Przewodniczący Piotr Zientarski:
Dziękuję bardzo.
Otwieram dyskusję.
Czy ktoś z państwa senatorów chciałby się wypowiedzieć?
Nie ma zgłoszeń. Dziękuję bardzo.
Chciałbym poinformować państwa, że przejmę te dwie poprawki.
(Główny Legislator w Biurze Legislacyjnym w Kancelarii Senatu Beata Mandylis: Panie Przewodniczący, te dwie poprawki, które przyjęła komisja, tak?)
Te dwie, które przyjęła komisja.
(Główny Legislator w Biurze Legislacyjnym w Kancelarii Senatu Beata Mandylis: Dziękuję.)
A więc poprawki dotyczące wykreślenia tych dwóch podstaw.
Główny Legislator w Biurze Legislacyjnym w Kancelarii Senatu Beata Mandylis:
Chciałabym zauważyć, że Komisja Praw Człowieka, Praworządności i Petycji przyjęła poprawkę odnośnie do klauzuli ogólnej dotyczącej bezpieczeństwa publicznego i w tym zakresie uzyskała poparcie Ministerstwa Sprawiedliwości.

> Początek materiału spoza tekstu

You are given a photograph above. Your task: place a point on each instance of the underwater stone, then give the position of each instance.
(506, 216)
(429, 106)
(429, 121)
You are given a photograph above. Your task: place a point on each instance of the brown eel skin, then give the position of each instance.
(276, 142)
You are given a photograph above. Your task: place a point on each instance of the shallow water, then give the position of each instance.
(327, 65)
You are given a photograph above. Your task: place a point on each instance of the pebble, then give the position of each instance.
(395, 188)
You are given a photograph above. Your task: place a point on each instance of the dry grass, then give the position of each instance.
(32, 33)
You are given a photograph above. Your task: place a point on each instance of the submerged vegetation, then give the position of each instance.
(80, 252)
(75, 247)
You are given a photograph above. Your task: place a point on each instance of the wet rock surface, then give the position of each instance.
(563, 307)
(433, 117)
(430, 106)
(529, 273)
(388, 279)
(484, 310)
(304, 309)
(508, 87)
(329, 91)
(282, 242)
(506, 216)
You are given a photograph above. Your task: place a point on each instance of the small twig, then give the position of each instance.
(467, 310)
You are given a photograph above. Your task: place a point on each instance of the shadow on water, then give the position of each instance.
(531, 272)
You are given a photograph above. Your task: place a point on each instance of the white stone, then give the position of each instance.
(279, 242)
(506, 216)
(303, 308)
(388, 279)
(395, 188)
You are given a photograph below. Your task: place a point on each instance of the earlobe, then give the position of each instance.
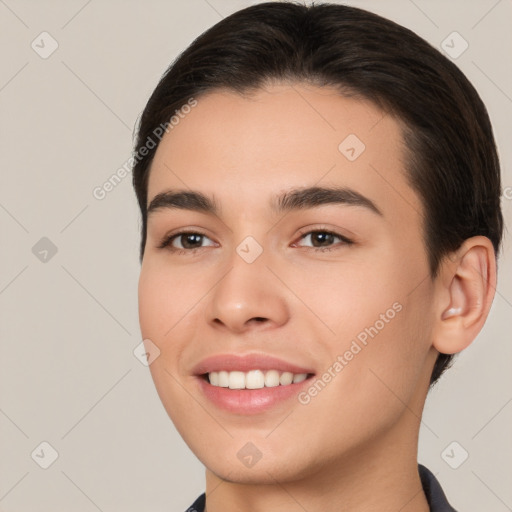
(467, 285)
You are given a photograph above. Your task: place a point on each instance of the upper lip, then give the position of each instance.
(245, 363)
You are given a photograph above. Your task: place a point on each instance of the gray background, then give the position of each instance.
(69, 325)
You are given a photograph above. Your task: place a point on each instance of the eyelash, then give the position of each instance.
(166, 242)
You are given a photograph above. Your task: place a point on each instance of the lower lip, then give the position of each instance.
(250, 401)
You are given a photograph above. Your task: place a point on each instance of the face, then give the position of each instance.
(298, 285)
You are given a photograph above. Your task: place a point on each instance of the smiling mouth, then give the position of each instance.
(254, 379)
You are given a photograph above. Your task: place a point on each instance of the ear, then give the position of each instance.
(465, 290)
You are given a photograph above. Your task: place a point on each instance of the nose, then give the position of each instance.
(247, 297)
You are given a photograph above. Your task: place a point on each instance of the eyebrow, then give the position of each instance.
(295, 199)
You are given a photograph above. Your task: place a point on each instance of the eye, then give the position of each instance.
(188, 241)
(322, 239)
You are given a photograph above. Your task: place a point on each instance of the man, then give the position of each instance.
(320, 195)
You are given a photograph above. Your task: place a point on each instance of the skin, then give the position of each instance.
(361, 431)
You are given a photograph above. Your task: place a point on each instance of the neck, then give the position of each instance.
(382, 475)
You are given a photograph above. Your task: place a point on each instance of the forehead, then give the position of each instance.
(241, 148)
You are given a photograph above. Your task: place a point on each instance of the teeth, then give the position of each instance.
(254, 379)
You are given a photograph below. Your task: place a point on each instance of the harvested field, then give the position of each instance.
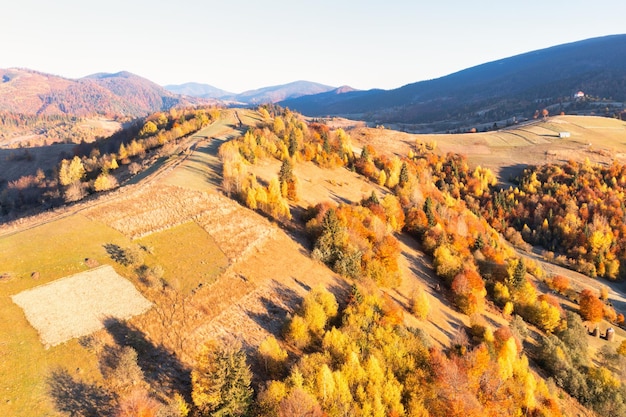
(79, 304)
(155, 208)
(236, 230)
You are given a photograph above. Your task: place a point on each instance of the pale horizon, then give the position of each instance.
(246, 45)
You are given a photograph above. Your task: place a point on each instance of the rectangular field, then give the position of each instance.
(79, 304)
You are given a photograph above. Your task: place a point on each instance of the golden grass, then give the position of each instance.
(55, 250)
(79, 304)
(188, 255)
(152, 209)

(Przewodniczący Piotr Zientarski: A więc tylko w odniesieniu do tej jednej.)
Tylko tej. Była natomiast druga poprawka.
(Przewodniczący Piotr Zientarski: Rozumiem.)
Dotyczyła ona drugiego warunku, ale nie uzyskała poparcia i wobec tego jest określona tylko ta klauzula ogólna.
Przewodniczący Piotr Zientarski:
A zatem przejmuję tę drugą poprawkę i poprawkę legislacyjną, jeśli chodzi o zastąpienie wyrazów "tych dowodów" wyrazami "tych akt".
Przystępujemy do głosowania.
Kto jest za przyjęciem pierwszej poprawki, dotyczącej wyeliminowania przesłanki bezpieczeństwa publicznego? (3)
Dziękuję. Stwierdzam, że poprawka została przyjęta jednomyślnie.
Przechodzimy do głosowania nad drugą poprawką.
Kto jest za przyjęciem tej poprawki? (3)
Dziękuję bardzo. Jednomyślnie za.
Głosujemy nad całością ustawy z poprawkami.
Kto jest za przyjęciem ustawy? (3)
Dziękuję. Stwierdzam, że ustawa została przyjęta jednomyślnie.
Pozwolicie państwo, że wyznaczę siebie jako sprawozdawcę.
Czy są inne propozycje?
Nie ma. Dziękuję bardzo.
Zamykam posiedzenie komisji.
(Koniec posiedzenia o godzinie 14 minut 02)
Uwaga!
Zapis stenograficzny jest tekstem nieautoryzowanym.